Traditionally, marketing efforts are geared towards boosting the awareness of prospective consumers around a product or service and highlighting the competitive advantage of said offering over that of competitors through the appropriate touch point and at the point at which the purchasing decision is made.

While this approach bore much fruit in the golden era of mass communication, the return on investment in the digital era has not lived up to expectations. This is attributed to the breadth of channels available to connect with consumers. The path to purchase has also been split up in multiple routes. Consumers no longer merely waltz into a store and ask the sales staff what the best product is for their needs and budget. Instead, they research it online, read reviews, compare prices and feature sets, read user comments in online forums, watch unboxing and first impression videos on YouTube and ask subject matter experts over social networks for their opinions.

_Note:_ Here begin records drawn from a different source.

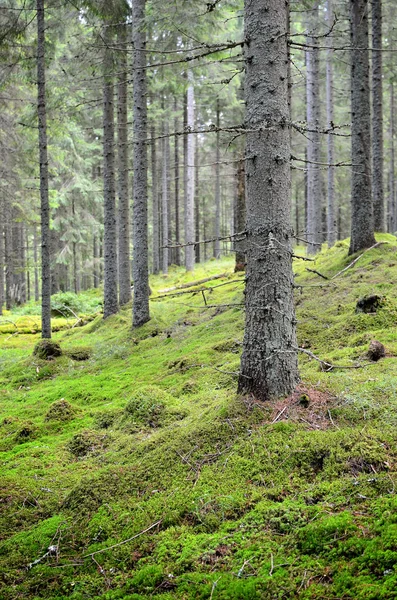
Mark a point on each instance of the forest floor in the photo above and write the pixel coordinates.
(130, 468)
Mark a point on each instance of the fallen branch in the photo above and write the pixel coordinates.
(358, 258)
(193, 283)
(125, 541)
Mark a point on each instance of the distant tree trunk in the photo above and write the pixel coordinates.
(177, 187)
(331, 214)
(141, 260)
(362, 225)
(2, 262)
(155, 206)
(95, 253)
(217, 246)
(36, 265)
(269, 368)
(43, 158)
(377, 117)
(123, 173)
(189, 207)
(110, 304)
(164, 201)
(392, 187)
(241, 215)
(197, 250)
(314, 186)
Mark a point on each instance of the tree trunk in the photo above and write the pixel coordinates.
(269, 368)
(217, 246)
(331, 214)
(241, 215)
(189, 207)
(164, 201)
(362, 225)
(177, 187)
(124, 200)
(155, 206)
(314, 186)
(36, 265)
(197, 249)
(43, 158)
(141, 260)
(377, 117)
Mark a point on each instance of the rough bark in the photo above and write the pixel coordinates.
(217, 232)
(377, 117)
(189, 206)
(362, 224)
(269, 367)
(164, 202)
(43, 159)
(177, 187)
(155, 206)
(110, 305)
(331, 214)
(141, 260)
(314, 184)
(241, 215)
(123, 192)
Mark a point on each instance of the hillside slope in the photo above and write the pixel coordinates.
(137, 472)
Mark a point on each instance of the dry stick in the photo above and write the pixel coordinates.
(317, 273)
(125, 541)
(329, 366)
(194, 283)
(358, 258)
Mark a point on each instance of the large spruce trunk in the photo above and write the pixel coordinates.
(269, 366)
(43, 158)
(141, 259)
(362, 224)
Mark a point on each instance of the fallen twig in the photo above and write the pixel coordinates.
(152, 526)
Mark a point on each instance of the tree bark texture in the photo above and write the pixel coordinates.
(141, 256)
(155, 206)
(331, 213)
(377, 117)
(314, 183)
(43, 159)
(189, 207)
(269, 366)
(123, 163)
(110, 305)
(362, 224)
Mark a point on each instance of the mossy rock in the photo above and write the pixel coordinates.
(85, 443)
(79, 354)
(61, 410)
(47, 350)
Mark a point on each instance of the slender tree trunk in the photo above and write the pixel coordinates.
(241, 216)
(155, 206)
(141, 260)
(217, 246)
(314, 184)
(269, 368)
(123, 163)
(331, 214)
(110, 305)
(43, 158)
(197, 250)
(177, 187)
(377, 118)
(362, 225)
(164, 201)
(36, 265)
(189, 208)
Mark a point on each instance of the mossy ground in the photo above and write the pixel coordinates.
(296, 499)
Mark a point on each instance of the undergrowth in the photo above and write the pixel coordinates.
(131, 469)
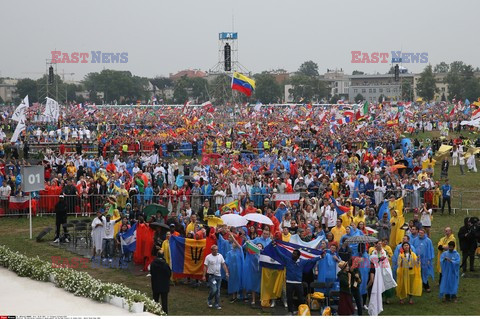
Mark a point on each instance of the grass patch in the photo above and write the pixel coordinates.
(185, 300)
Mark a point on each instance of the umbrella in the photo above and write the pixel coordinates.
(397, 166)
(418, 153)
(361, 240)
(214, 155)
(152, 209)
(234, 220)
(156, 225)
(259, 218)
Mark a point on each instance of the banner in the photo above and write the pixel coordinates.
(287, 197)
(18, 130)
(19, 113)
(52, 110)
(187, 256)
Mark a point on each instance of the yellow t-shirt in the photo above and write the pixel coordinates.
(338, 233)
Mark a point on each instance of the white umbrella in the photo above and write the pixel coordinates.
(234, 220)
(259, 218)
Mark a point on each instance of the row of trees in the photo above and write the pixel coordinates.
(306, 86)
(462, 83)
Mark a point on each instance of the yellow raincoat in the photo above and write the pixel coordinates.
(396, 233)
(444, 242)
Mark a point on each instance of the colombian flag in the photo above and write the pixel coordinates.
(243, 84)
(187, 257)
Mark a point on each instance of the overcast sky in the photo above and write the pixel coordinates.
(163, 37)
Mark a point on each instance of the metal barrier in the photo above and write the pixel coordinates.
(89, 204)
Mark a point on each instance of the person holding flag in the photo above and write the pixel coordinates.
(295, 267)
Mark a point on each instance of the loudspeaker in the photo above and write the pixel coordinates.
(228, 57)
(43, 233)
(50, 75)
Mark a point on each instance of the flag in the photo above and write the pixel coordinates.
(18, 130)
(129, 239)
(230, 206)
(295, 239)
(242, 84)
(475, 114)
(52, 110)
(365, 108)
(20, 110)
(252, 248)
(270, 257)
(187, 256)
(340, 209)
(18, 202)
(383, 209)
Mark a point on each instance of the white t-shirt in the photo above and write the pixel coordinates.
(108, 227)
(214, 264)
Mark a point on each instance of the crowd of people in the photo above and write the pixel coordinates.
(354, 177)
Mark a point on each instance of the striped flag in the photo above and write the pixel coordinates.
(252, 248)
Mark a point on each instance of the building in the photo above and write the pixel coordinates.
(337, 82)
(441, 84)
(188, 74)
(374, 86)
(8, 89)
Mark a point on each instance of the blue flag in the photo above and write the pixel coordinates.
(269, 257)
(129, 239)
(383, 209)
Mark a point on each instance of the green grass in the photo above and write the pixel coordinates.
(185, 300)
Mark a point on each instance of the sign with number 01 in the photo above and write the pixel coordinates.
(33, 178)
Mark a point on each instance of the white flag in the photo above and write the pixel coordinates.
(52, 110)
(20, 127)
(20, 110)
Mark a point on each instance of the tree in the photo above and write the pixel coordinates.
(359, 97)
(307, 89)
(308, 68)
(442, 67)
(355, 72)
(27, 87)
(220, 89)
(121, 86)
(462, 84)
(426, 86)
(267, 90)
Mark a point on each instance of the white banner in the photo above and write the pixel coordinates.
(52, 110)
(20, 110)
(20, 127)
(287, 197)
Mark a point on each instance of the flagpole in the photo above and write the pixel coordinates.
(30, 212)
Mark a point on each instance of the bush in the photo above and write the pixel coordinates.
(77, 282)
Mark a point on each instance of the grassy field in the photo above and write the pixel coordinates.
(185, 300)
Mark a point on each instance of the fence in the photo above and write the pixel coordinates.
(90, 204)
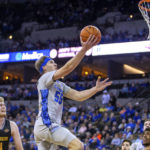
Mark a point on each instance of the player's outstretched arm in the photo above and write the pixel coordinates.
(16, 136)
(84, 95)
(73, 63)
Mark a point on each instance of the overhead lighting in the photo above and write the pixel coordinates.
(10, 37)
(130, 69)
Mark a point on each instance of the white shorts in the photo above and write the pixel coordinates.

Relying on traditional marketing channels by using a spray-and-pray approach will not put companies in the driving seat when it comes to achieving their marketing and sales goals. The point of influence for consumers is no longer at the point of sale, it is at the point of evaluation – when the consumer is considering all of the contending offerings.

Waste not, want not

We call this wasted effort ‘marketing inventory’ because like physical inventory within factories, it equates to the accumulation of unused parts or unsold goods that result from overproduction.

Today, companies are producing more marketing inventory than ever, to the detriment of their profit margins. To solve their inventory crisis, marketers should apply the same just-in-time logic that revolutionised the factory, when excess inventory threatened to sink manufacturing.

For instance, Toyota in post-war Japan radically trimmed its inventory by adopting a Just-in-time approach. This saw the company producing only enough product to meet customer demands at the right time, to the exact specifications and quality that the customer requires.

Marketers can adopt the same approach to solve their own inventory problem by producing only the marketing that’s required, at the time that it’s needed, with the exact message or offer that will convert a sale and help convert consumers into loyal customers.

Three routes, one destination

Factories used three related Just-in-time methods, namely Kanban, Kaizen, and Total Quality Management, with each of which holding a lesson for how marketers can stem the tide of marketing inventory.

    Kanban are a set of procedures used on Just-in-time factory floors. These procedures keep production calibrated at every stage to consumer demand, helping to ensure that very little effort is ever wasted. When applied to marketing, Kanban sees marketing professionals focusing their efforts on consumers who are most likely to purchase. Marketers concentrate on consumers who already know and use a product as opposed to pushing an overabundance of awareness among many who may not find alignment between the offering and their needs. Creatives and programmers for example, can opt to use Kanban to win more customers for the business, as they are tasked with designing messages and experiences that effectively pull customers to the brand messaging.

    Kaizen is a state of mind and involves every employee at the company. Everyone continuously seek to improve processes and practices with the aim of eliminating waste and enhancing quality. Marketing departments should employ the same ideology and aim to improve their customer interactions every single day, at all levels of their marketing organisation. For instance, data scientists can easily apply it to their roles since they design platforms for real-time analytics and improved promotional targeting.

    • Last but not least, there is Total Quality Management (TQM) which Accenture views as a firm-wide commitment to ensuring that no manufacturing defects make it through to the next stage of production or to the end-user (customer). When applied to marketing, TQM means that every customer interaction - whether taking place in the marketing, sales or service functions - achieves the best customer outcome. Quality assurance specialists can adopt TQM since they are charged with ensuring the consistency of customer interactions across marketing, sales and service functions.

In the end, companies that have been able to dramatically reduce their marketing inventory are finding themselves more nimble than their competitors. These businesses are able to change their marketing approach quickly instead of cautiously weighing the costs associated with ditching a long-term plan.

This provides them with the opportunity to focus on their individual customers and how preferences are constantly changing, which channels consumers now prefer, and how best to engage them today on those channels, enabling them to achieve success more easily within the digital era.